Enfin, le recours à ces sous-traitants accroît l’effet de surprise et complique la riposte des services occidentaux, car les services chargés de la répression de la criminalité ne sont ni formés ni équipés pour affronter des adversaires agissant en réalité au service d’un État souverain, soutenus par ses ambassades et ses services de renseignement.
La Russie aussi
Ce mode opératoire n’est pas propre à l’Iran. La Russie y a également eu recours ces dernières années. En France, des marginaux moldaves ont été utilisés pour des actions antisémites, révélant la volonté de Moscou d’exploiter les failles sociales et les réseaux criminels immigrés pour mener des opérations d’influence et de déstabilisation.
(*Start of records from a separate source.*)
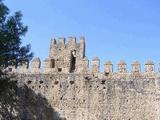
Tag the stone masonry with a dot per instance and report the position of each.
(79, 93)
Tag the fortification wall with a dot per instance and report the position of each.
(79, 93)
(84, 97)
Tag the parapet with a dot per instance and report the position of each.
(69, 57)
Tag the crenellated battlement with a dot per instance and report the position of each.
(69, 57)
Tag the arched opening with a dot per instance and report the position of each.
(52, 63)
(73, 61)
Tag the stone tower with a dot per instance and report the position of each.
(65, 57)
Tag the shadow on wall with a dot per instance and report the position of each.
(22, 103)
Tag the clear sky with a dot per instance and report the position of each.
(114, 29)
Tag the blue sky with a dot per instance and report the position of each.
(114, 29)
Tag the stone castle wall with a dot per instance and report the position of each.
(79, 93)
(83, 97)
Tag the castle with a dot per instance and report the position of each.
(77, 92)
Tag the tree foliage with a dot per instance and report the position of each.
(12, 52)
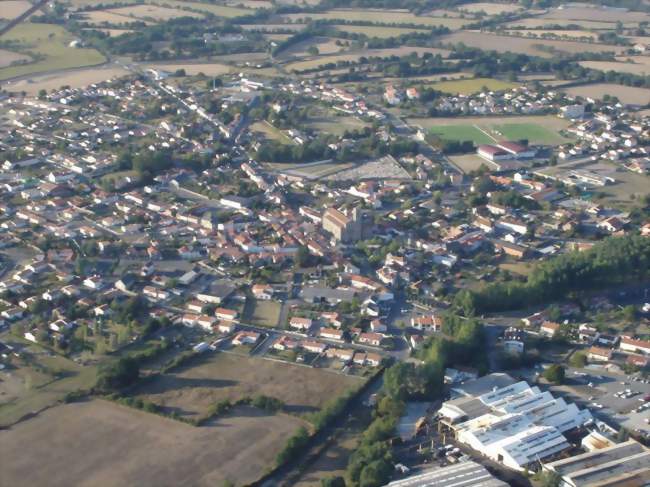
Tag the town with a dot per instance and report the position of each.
(380, 270)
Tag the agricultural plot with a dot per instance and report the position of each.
(377, 31)
(51, 44)
(486, 130)
(210, 378)
(536, 47)
(140, 448)
(10, 9)
(399, 51)
(381, 17)
(639, 65)
(471, 86)
(629, 95)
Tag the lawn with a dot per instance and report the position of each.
(50, 43)
(101, 443)
(261, 313)
(212, 377)
(530, 131)
(461, 133)
(471, 86)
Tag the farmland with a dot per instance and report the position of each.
(381, 17)
(191, 389)
(50, 43)
(138, 448)
(523, 45)
(471, 86)
(377, 31)
(626, 94)
(485, 130)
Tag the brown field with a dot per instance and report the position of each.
(10, 9)
(486, 41)
(381, 17)
(153, 12)
(100, 443)
(7, 58)
(398, 51)
(596, 14)
(633, 64)
(192, 69)
(626, 94)
(75, 79)
(565, 34)
(489, 8)
(325, 45)
(213, 377)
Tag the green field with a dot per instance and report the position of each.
(49, 45)
(471, 86)
(460, 133)
(530, 131)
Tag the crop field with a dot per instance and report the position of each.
(485, 130)
(596, 14)
(77, 78)
(139, 448)
(398, 51)
(626, 94)
(381, 17)
(10, 9)
(471, 86)
(259, 312)
(7, 58)
(325, 45)
(581, 35)
(468, 162)
(538, 22)
(489, 8)
(486, 41)
(191, 389)
(51, 42)
(377, 31)
(637, 65)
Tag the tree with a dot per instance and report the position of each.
(578, 359)
(555, 374)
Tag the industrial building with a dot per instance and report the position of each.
(465, 474)
(510, 422)
(625, 464)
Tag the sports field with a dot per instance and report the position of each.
(471, 86)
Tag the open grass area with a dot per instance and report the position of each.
(461, 133)
(474, 85)
(261, 313)
(377, 31)
(26, 387)
(379, 17)
(537, 129)
(212, 377)
(139, 448)
(49, 45)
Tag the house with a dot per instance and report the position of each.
(426, 323)
(302, 324)
(226, 314)
(549, 329)
(246, 338)
(629, 344)
(313, 346)
(598, 354)
(373, 339)
(331, 334)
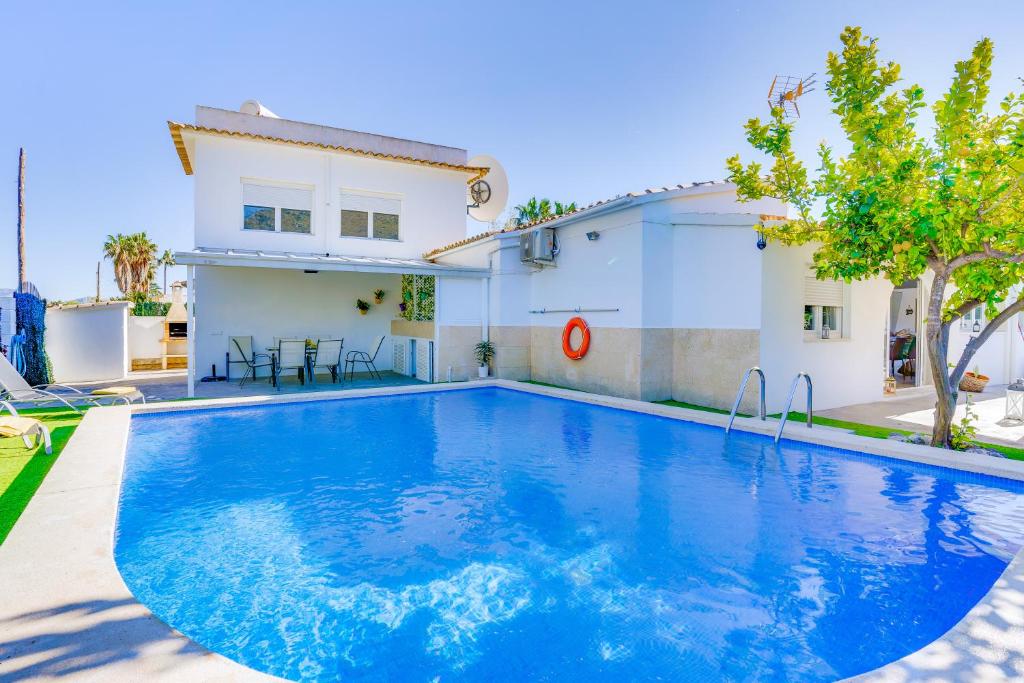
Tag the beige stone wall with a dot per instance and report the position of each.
(709, 364)
(418, 329)
(455, 349)
(511, 351)
(611, 367)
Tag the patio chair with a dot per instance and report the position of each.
(328, 354)
(291, 355)
(368, 359)
(907, 355)
(14, 389)
(15, 425)
(242, 351)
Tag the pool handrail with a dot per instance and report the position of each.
(788, 403)
(739, 395)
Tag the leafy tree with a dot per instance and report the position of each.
(902, 203)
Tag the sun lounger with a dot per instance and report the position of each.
(15, 425)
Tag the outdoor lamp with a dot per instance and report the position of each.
(1015, 400)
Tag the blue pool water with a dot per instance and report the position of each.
(495, 535)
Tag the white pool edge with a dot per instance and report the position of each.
(60, 554)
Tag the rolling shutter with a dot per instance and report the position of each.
(822, 292)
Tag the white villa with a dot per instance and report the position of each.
(296, 221)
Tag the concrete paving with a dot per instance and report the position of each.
(912, 409)
(172, 385)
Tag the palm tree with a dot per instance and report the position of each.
(535, 210)
(166, 259)
(116, 249)
(134, 262)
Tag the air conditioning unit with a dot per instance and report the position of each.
(538, 246)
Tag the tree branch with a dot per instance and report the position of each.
(976, 342)
(986, 253)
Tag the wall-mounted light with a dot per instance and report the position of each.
(762, 240)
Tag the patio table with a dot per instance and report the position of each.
(310, 353)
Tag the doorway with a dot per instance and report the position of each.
(903, 349)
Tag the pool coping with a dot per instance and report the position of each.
(68, 612)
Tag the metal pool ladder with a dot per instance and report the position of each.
(788, 403)
(739, 395)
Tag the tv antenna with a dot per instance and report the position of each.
(784, 92)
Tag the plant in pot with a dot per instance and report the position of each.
(974, 381)
(484, 354)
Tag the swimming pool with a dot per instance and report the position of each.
(496, 535)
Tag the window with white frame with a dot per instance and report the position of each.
(823, 308)
(370, 216)
(975, 316)
(276, 208)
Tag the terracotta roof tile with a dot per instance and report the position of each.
(179, 145)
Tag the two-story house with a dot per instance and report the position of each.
(295, 223)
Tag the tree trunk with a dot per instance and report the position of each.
(937, 337)
(22, 278)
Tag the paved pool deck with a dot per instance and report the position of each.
(67, 613)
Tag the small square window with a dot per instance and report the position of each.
(385, 225)
(809, 317)
(295, 220)
(354, 223)
(258, 218)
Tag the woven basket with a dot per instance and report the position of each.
(972, 382)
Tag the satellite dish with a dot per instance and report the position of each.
(485, 199)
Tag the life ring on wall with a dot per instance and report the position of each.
(576, 353)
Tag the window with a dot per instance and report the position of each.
(275, 209)
(975, 316)
(258, 217)
(371, 216)
(354, 223)
(823, 303)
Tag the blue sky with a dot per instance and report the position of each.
(579, 100)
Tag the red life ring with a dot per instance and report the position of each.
(576, 353)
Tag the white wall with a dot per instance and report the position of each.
(144, 333)
(88, 343)
(459, 301)
(604, 273)
(844, 371)
(433, 201)
(271, 302)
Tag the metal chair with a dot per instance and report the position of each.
(328, 354)
(353, 357)
(243, 352)
(907, 355)
(291, 355)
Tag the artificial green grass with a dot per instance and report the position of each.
(22, 470)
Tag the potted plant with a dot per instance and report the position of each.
(484, 354)
(974, 381)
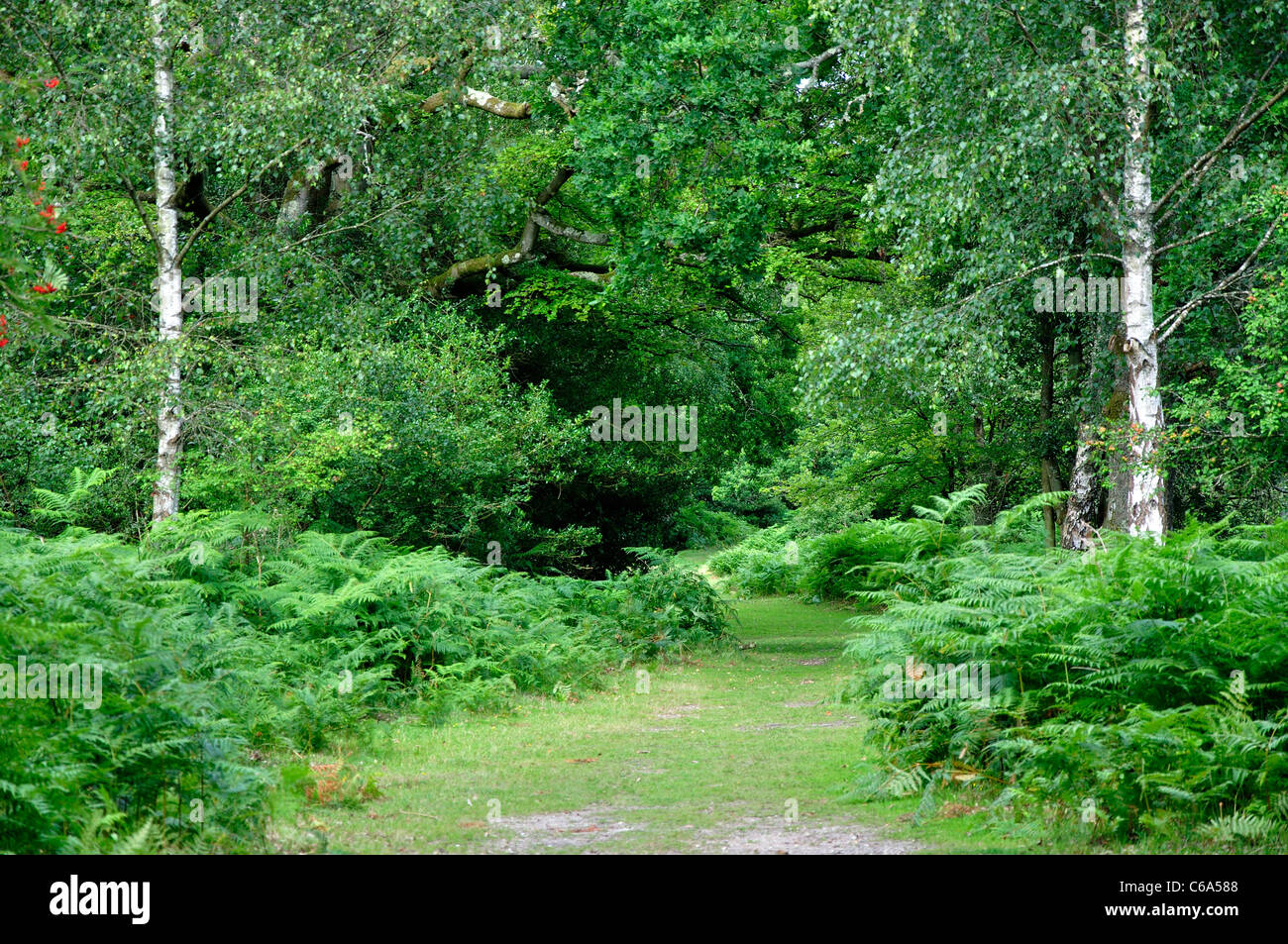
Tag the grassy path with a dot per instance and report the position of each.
(715, 756)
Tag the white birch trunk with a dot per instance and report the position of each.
(1145, 407)
(165, 496)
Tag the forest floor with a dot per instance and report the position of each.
(741, 750)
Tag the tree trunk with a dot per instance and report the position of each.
(165, 496)
(1145, 407)
(1078, 533)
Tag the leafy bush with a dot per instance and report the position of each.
(223, 635)
(1144, 682)
(700, 526)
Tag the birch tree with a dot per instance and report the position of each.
(1052, 129)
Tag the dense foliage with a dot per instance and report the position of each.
(335, 303)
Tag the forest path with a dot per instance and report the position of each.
(735, 751)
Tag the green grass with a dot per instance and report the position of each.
(717, 745)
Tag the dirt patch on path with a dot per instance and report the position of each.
(576, 829)
(778, 837)
(590, 831)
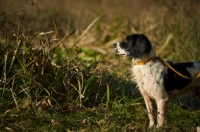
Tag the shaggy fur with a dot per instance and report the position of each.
(155, 80)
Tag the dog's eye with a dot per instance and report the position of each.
(128, 38)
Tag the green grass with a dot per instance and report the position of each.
(71, 79)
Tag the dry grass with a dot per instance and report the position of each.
(70, 79)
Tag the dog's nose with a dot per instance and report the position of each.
(114, 45)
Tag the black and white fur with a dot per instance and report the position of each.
(155, 80)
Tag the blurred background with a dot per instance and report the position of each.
(59, 72)
(172, 26)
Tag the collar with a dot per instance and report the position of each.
(147, 61)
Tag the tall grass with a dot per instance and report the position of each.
(59, 71)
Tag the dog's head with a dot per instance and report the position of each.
(135, 46)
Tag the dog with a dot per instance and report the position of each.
(158, 80)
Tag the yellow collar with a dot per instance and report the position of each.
(147, 61)
(166, 64)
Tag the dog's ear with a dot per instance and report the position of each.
(138, 45)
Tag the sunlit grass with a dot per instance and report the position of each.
(71, 80)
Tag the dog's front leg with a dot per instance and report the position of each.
(150, 109)
(161, 106)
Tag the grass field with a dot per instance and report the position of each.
(59, 72)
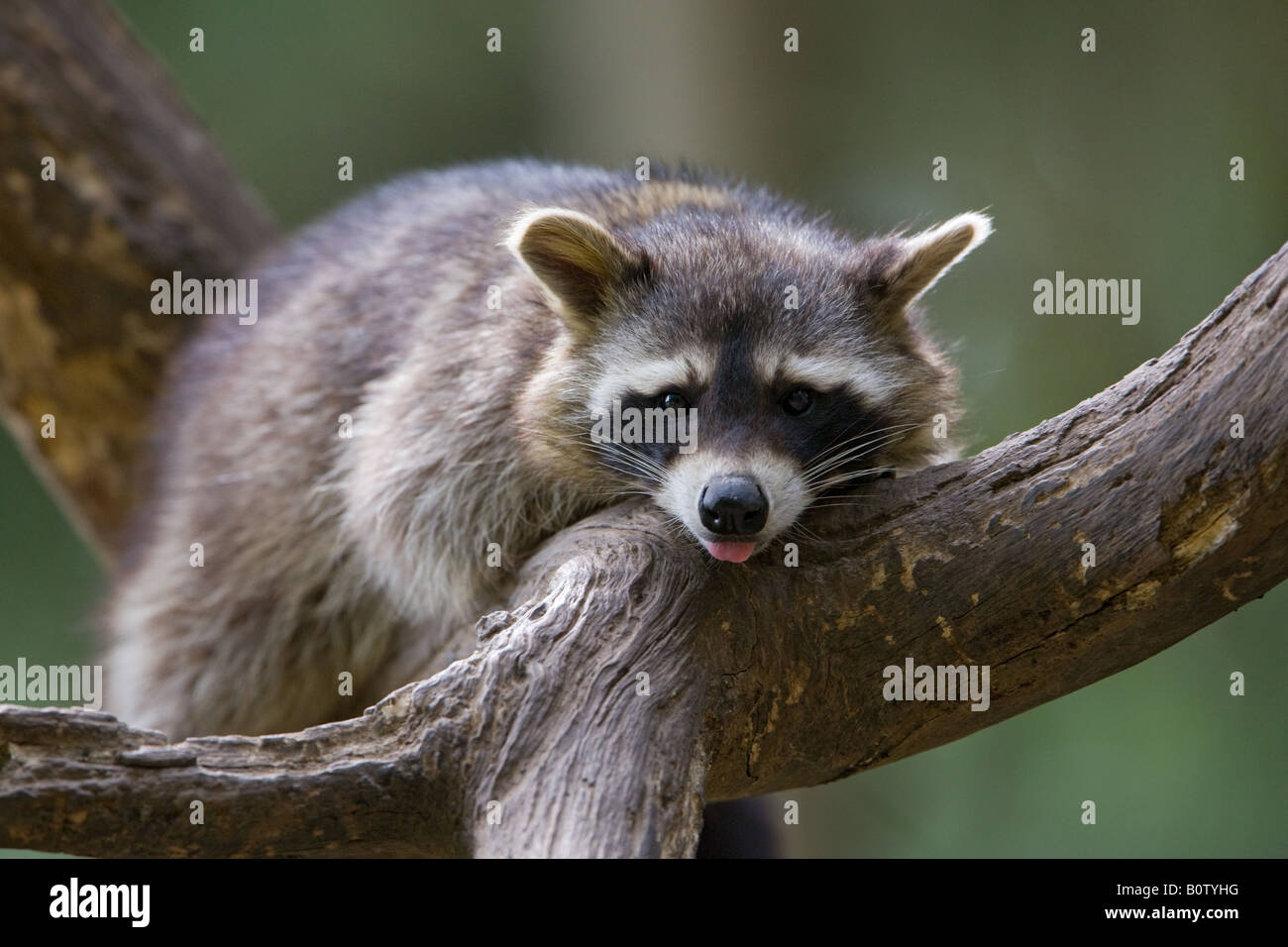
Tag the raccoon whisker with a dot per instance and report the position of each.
(828, 464)
(635, 466)
(841, 478)
(837, 444)
(846, 450)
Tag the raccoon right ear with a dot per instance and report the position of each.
(579, 262)
(910, 265)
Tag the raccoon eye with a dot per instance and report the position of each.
(799, 401)
(673, 399)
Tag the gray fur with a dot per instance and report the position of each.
(325, 554)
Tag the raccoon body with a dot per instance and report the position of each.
(413, 411)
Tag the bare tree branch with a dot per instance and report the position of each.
(138, 192)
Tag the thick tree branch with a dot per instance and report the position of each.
(760, 677)
(138, 192)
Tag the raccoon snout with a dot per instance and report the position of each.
(733, 505)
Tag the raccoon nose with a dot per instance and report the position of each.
(733, 506)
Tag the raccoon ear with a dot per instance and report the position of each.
(579, 262)
(913, 264)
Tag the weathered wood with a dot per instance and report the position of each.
(761, 677)
(140, 192)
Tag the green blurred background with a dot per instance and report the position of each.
(1111, 163)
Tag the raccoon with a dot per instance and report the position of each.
(412, 414)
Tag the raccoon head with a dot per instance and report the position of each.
(739, 367)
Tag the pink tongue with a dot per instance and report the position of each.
(730, 552)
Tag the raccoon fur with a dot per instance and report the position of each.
(465, 329)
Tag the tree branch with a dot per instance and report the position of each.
(140, 192)
(760, 677)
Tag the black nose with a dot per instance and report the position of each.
(733, 506)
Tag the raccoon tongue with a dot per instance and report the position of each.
(730, 552)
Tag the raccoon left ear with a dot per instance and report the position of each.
(579, 262)
(913, 264)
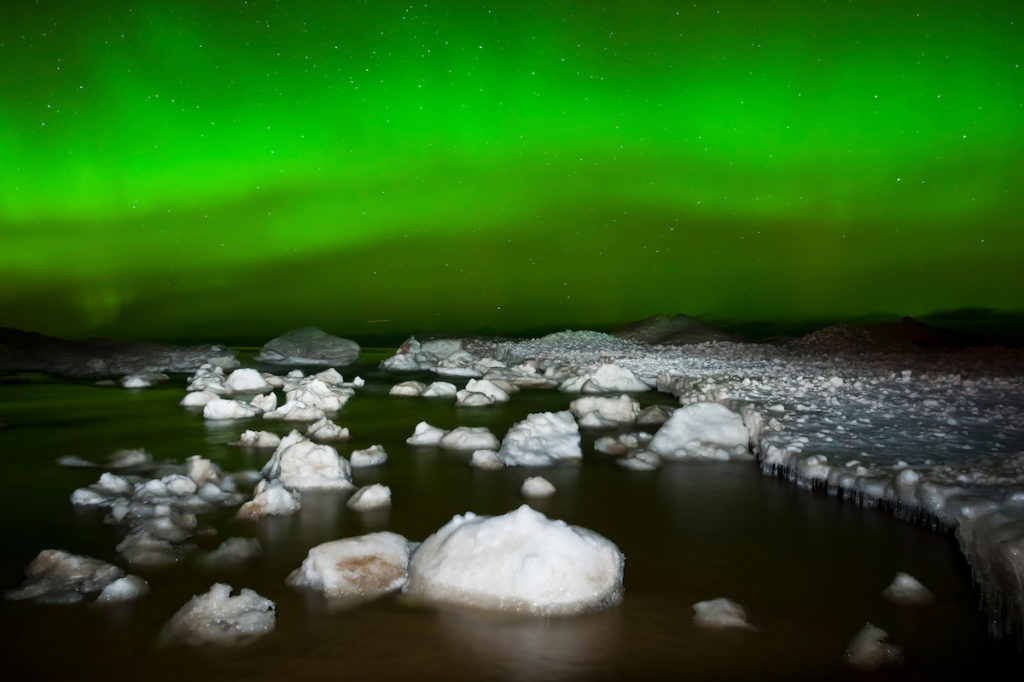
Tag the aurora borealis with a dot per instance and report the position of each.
(227, 170)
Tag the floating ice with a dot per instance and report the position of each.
(361, 567)
(300, 463)
(252, 438)
(537, 486)
(520, 562)
(599, 412)
(542, 439)
(907, 591)
(270, 499)
(469, 437)
(868, 650)
(216, 617)
(369, 457)
(702, 430)
(224, 409)
(370, 498)
(425, 434)
(720, 612)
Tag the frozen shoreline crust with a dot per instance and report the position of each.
(935, 436)
(519, 562)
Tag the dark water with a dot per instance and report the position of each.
(808, 568)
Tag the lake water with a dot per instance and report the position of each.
(808, 567)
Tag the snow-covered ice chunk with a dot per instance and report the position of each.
(361, 567)
(702, 430)
(250, 438)
(408, 388)
(425, 434)
(218, 619)
(485, 459)
(224, 409)
(720, 612)
(325, 429)
(300, 463)
(370, 498)
(247, 381)
(868, 650)
(270, 499)
(123, 589)
(469, 437)
(599, 412)
(907, 591)
(537, 486)
(369, 457)
(520, 562)
(542, 439)
(606, 379)
(57, 577)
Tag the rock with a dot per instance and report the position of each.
(216, 617)
(520, 562)
(308, 345)
(702, 430)
(542, 439)
(361, 567)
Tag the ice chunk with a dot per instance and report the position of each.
(300, 463)
(542, 439)
(251, 438)
(218, 619)
(599, 412)
(224, 409)
(606, 379)
(370, 498)
(369, 457)
(269, 499)
(868, 650)
(469, 437)
(360, 567)
(520, 562)
(720, 612)
(537, 486)
(58, 577)
(485, 459)
(702, 430)
(325, 429)
(247, 381)
(425, 434)
(907, 591)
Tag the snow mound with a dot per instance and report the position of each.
(542, 439)
(370, 498)
(361, 567)
(720, 612)
(216, 617)
(520, 562)
(301, 464)
(702, 430)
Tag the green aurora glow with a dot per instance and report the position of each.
(227, 170)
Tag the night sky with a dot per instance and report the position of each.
(228, 170)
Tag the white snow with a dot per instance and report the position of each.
(519, 562)
(300, 463)
(542, 439)
(469, 437)
(537, 486)
(720, 612)
(361, 567)
(216, 617)
(368, 457)
(702, 430)
(425, 434)
(370, 498)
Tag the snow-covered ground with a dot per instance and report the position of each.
(935, 436)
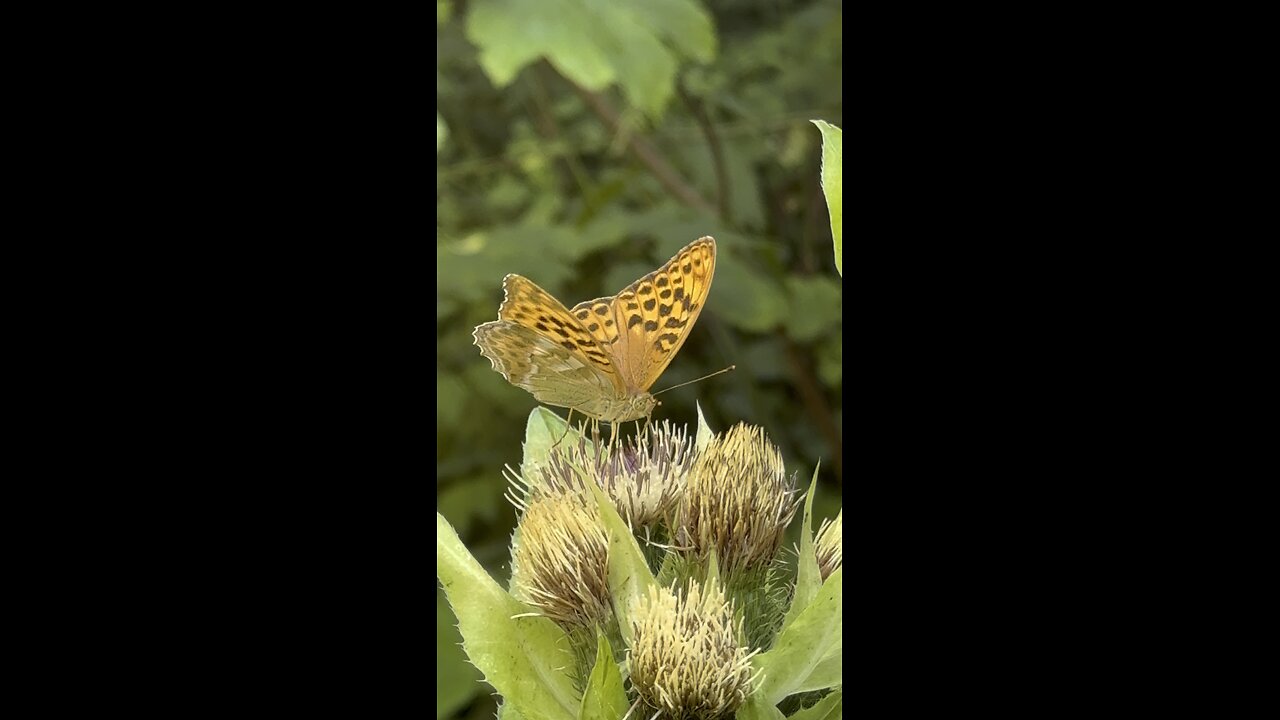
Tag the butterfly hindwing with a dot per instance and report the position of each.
(602, 356)
(538, 364)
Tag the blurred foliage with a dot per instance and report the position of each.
(581, 144)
Au Royaume-Uni, plusieurs enquêtes ont laissé penser que des voyous ou des réseaux criminels avaient servi de relais à des opérations clandestines attribuées à la Russie, brouillant la ligne entre délinquance ordinaire et guerre de l’ombre.
Enfin, en France, le terrorisme islamiste lui-même a exploité ces réseaux criminels : plusieurs auteurs d’attentats ou de tentatives d’attentats avaient des antécédents de petite ou moyenne criminalité et avaient eu recours aux filières de délinquance pour obtenir armes, véhicules et faux papiers. Ce croisement entre jihadisme et criminalité illustre une tendance structurelle : les zones grises du crime deviennent des réservoirs d’opérateurs et de logistique pour les acteurs violents, qu’il s’agisse d’organisations terroristes ou d’États utilisant le terrorisme comme instrument.
Ainsi, de Téhéran à Moscou en passant par les filières jihadistes, se dessine une nouvelle dimension de la confrontation contemporaine entre puissances. Le recours aux réseaux criminels comme sous-traitants brouille les catégories classiques entre criminalité, terrorisme et guerre secrète. C’est une composante désormais centrale de la nouvelle guerre hybride, où les puissances utilisent les voyous et les mafias comme armes à bas coût dans un affrontement mondial feutré mais implacable.